“No. But I don’t have to shift to help.” He held up his hand and showed me the wicked claws pushing through from his fingertips. They were huge, thick, and curved with razor-sharp points.
He flashed them at me and then folded his fingers into fists. “Stay with our Dragon bloke.”
For a second, I held on, but he was right. So I let him go, and he ran through the doorway.
“I’ve told Aria we need them,” Lucas said breathlessly. “But they’ll have to fight their way down here.”
A roar echoed from the outer hall near the stairs, followed by the sounds of fighting. Matt’s presence in my mind became images of close quarters and slashing of teeth and claws—against Dragon tailspikes.
I drew my own sword, glancing toward the entrance. But if I left, I wasn’t sure Talakai would hold it together.
The Dragon’s gaze slid to Lucas. “Speed would be an asset,” he said, his voice barely discernible, but welcome.
“Yeah, yeah,” Lucas responded, and bent lower over the manacle on Talakai’s wrist.
17
Matt
Strewth. These weren’t bleedin’ Dire claws.
I’d nearly choked when I showed them to Anna. With Talakai barely holding on, I don’t think she noticed that my claws had changed.
But they had.
They weren’t full Dragon talons, but they were heavier and more curved than my usual set. And as I ran along the dimly lit passageway in Cody’s wake, my heart hammered with more than just the usual pre-battle anticipation.
By the time we got to the stairs, Cody was in full, spectacular beast mode. At well over a thousand pounds of heavily muscled cat, he was a sight to behold.
We were going to bloody need him. And coming at us were no fewer than seven Dragon shifters.
We didn’t stand a chance. But somehow, we had to hold them until our Dragon brigade could get to us.
Cody went straight at them, forcing them to remain pinned in by the stairs and walls. They wouldn’t be able to shift, and their long tailspikes would be hampered in the close quarters.
Of course, so were we.
Swung by those powerful arms, the tailspikes were deadly. Cody dodged like lightning. He evaded the lead Dragon’s strike by darting up beneath it. He knocked the scaly shifter back with a powerful thrust of his shoulder, and twisted to sink his long fangs into the wrist.
The Dragon bellowed as the Sabre teeth sank through the smaller scales, and the tailspike fell from his hand.
Logan immediately attempted to chew on the Dragon’s ankle, but his bite wasn’t as powerful as the Sabre’s.

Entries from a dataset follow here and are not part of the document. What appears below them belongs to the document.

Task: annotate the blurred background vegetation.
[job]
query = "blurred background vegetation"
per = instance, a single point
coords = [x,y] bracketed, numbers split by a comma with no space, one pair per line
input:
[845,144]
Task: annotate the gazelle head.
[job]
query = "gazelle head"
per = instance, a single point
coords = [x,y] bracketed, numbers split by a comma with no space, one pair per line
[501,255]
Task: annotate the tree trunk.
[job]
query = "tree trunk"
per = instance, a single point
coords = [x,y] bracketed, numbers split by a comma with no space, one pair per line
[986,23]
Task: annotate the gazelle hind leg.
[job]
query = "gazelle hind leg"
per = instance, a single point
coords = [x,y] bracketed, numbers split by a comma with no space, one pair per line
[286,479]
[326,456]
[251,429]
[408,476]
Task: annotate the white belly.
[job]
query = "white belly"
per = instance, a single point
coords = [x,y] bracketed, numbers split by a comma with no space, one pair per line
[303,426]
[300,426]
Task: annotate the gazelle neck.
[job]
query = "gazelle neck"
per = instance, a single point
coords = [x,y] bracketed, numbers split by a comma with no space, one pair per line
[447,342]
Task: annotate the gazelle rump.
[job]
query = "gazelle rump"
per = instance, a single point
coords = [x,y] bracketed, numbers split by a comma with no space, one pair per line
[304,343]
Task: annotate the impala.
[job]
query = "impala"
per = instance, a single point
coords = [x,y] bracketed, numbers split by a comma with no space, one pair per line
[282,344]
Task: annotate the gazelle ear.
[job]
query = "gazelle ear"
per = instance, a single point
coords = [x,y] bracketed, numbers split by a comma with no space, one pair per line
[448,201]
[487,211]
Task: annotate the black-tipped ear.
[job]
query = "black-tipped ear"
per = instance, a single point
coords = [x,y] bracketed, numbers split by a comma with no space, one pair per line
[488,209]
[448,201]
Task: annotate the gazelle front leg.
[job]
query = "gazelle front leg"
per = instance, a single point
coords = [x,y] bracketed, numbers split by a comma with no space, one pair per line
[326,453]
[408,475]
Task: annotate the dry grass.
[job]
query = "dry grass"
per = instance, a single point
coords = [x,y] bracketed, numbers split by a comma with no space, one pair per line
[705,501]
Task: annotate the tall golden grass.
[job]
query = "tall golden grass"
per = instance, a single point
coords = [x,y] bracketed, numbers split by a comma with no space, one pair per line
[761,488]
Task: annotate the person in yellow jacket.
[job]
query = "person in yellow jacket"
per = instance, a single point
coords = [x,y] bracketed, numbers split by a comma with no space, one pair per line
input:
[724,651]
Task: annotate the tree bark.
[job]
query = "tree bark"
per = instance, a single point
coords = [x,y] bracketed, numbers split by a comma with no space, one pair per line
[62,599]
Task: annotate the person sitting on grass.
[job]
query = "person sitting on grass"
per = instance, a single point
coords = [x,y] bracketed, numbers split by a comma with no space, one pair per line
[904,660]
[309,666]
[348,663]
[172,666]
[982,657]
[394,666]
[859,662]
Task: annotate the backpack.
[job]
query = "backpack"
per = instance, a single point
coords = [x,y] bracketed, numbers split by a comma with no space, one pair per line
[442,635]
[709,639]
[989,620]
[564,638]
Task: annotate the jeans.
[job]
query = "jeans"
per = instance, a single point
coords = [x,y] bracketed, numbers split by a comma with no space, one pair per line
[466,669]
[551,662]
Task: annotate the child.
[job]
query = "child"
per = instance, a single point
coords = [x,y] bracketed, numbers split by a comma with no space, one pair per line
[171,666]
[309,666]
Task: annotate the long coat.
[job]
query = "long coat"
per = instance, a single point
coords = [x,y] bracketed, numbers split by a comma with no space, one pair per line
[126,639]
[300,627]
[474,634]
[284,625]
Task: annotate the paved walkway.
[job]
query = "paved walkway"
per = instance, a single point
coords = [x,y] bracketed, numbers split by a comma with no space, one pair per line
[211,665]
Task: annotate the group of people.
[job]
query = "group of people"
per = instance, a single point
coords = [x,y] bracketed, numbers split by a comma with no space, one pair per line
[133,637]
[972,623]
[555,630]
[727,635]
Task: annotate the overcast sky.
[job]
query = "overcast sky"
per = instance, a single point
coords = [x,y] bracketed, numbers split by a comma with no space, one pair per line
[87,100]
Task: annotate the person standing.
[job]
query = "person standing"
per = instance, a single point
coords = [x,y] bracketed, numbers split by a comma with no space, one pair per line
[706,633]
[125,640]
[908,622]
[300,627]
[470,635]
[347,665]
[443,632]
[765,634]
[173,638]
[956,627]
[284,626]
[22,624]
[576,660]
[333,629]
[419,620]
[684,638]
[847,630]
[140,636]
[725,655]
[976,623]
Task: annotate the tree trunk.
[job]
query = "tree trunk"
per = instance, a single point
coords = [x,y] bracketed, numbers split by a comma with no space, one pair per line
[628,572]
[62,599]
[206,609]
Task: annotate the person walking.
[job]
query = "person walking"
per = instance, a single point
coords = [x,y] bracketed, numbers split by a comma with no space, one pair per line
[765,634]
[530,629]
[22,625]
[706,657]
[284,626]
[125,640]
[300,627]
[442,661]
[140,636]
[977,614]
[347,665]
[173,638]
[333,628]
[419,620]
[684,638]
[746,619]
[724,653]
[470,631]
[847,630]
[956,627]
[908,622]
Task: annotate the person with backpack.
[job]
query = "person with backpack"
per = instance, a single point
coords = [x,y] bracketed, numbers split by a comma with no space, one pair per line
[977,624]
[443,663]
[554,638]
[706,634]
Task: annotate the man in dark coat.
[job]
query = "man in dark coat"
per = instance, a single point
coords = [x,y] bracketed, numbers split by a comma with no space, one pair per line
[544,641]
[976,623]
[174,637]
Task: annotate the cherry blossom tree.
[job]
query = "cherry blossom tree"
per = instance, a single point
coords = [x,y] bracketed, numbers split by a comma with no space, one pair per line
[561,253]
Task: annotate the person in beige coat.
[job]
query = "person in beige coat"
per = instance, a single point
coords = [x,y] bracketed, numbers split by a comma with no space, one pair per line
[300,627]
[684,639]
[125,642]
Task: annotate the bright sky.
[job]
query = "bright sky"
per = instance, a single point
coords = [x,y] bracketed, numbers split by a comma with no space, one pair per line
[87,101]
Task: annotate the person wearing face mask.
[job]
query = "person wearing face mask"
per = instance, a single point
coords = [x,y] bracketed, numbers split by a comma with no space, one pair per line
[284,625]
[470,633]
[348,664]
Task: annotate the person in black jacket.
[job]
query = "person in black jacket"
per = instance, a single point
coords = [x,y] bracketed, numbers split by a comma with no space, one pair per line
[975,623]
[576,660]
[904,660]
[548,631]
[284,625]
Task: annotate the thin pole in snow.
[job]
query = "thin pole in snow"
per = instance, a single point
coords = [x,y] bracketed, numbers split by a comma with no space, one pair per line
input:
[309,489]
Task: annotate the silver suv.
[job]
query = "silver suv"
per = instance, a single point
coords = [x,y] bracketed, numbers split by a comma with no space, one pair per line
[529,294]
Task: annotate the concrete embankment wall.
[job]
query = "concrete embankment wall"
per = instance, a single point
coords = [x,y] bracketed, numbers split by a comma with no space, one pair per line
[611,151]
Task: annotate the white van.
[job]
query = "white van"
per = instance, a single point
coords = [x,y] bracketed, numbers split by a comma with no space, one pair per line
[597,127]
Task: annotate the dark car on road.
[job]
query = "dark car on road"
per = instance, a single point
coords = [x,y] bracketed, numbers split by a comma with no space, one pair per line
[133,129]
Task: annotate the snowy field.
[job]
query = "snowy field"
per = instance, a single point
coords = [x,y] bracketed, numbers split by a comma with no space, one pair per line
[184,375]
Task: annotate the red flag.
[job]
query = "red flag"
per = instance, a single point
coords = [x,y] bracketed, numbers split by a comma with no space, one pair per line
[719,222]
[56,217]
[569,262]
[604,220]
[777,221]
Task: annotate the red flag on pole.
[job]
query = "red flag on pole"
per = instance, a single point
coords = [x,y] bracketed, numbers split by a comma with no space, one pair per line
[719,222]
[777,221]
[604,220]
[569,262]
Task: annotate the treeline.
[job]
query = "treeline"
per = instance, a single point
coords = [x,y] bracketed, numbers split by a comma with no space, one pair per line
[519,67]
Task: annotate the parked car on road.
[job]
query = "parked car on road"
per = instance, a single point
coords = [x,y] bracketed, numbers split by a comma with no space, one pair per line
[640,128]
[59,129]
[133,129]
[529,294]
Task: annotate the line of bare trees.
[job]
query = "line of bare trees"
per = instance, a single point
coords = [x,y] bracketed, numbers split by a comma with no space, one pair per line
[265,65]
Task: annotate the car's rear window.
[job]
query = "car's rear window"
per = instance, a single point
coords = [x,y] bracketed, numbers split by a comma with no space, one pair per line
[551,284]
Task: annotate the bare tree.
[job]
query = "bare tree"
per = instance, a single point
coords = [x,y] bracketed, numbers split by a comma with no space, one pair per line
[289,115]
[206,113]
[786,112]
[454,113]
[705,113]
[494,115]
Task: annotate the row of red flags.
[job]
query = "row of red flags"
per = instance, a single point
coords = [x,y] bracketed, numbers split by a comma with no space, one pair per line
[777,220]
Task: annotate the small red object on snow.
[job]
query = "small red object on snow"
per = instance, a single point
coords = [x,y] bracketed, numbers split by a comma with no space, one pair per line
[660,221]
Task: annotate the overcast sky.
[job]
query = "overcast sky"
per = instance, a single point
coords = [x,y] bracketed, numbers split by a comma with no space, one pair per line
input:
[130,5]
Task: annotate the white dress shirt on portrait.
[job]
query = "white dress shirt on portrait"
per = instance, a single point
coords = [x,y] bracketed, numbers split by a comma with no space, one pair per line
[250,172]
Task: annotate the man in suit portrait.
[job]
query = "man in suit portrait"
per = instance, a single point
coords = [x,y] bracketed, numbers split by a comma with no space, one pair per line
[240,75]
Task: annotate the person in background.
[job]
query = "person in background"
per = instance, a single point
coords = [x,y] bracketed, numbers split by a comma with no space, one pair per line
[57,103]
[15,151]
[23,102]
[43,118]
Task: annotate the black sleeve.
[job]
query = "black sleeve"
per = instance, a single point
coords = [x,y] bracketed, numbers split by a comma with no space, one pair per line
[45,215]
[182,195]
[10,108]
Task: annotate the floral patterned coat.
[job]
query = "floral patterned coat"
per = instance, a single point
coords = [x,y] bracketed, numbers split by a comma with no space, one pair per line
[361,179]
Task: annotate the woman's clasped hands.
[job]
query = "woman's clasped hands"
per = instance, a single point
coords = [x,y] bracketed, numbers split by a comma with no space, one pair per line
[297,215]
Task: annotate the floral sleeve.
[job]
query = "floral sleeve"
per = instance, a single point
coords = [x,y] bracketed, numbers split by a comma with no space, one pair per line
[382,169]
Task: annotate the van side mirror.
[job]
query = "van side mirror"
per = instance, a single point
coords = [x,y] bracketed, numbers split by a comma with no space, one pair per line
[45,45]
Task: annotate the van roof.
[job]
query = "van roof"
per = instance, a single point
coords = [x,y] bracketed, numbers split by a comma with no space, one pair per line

When Maddy joined him, it did upset the Dragon, though, who tried to kick at them. Cody released the wrist and went for the throat. His opponent scrambled backward, crashing into his peer behind them.
The move immediately tangled the two Dragons, the Dires, and the Sabre in a writhing ball of scales and fur. But when they rolled into the railing, another big shifter shoved past them.
I bent to pick up the fallen tailspike. Without my beast, I’d be relying on every instinct I had just to stay alive. The weapon wasn’t light, but it was balanced in my hand as I ran at the Dragon.
I swung it with more determination than grace. One preliminary sword fighting class wasn’t going to cut it, but I combined it with every fight move I knew. The big bloke came at me, but I was a swirling, ducking, twisting dervish of motion. And somewhere in all that, I managed to slice his chest open with the tailspike.
He grunted and backpedaled, but another scaly bloke behind him lunged forward with his own weapon.
Coming at me from out of nowhere, it almost ran me through. But Logan darted in front of the Dragon’s feet, and he tripped over the Dire like a robber over a house dog. Then Cody slammed into him from the side, claws sparking off the scales, but his teeth reaching for the throat.
Meanwhile, my original bloke swung his tailspike in an arc and brought it down at me. I braced, but when it hit my weapon, no way I could hold on to it. The impact almost knocked me off my feet, and the tailspike went flying.
He’d get me on the backswing. In desperation, I leaped at him, one hand raking claws at his face, the other, his chest.
The Dragon ducked the face slash, but wasn’t afraid of my claws coming at his chest scales. We both expected them to skitter along the natural body armor—and were surprised when they pierced straight through them.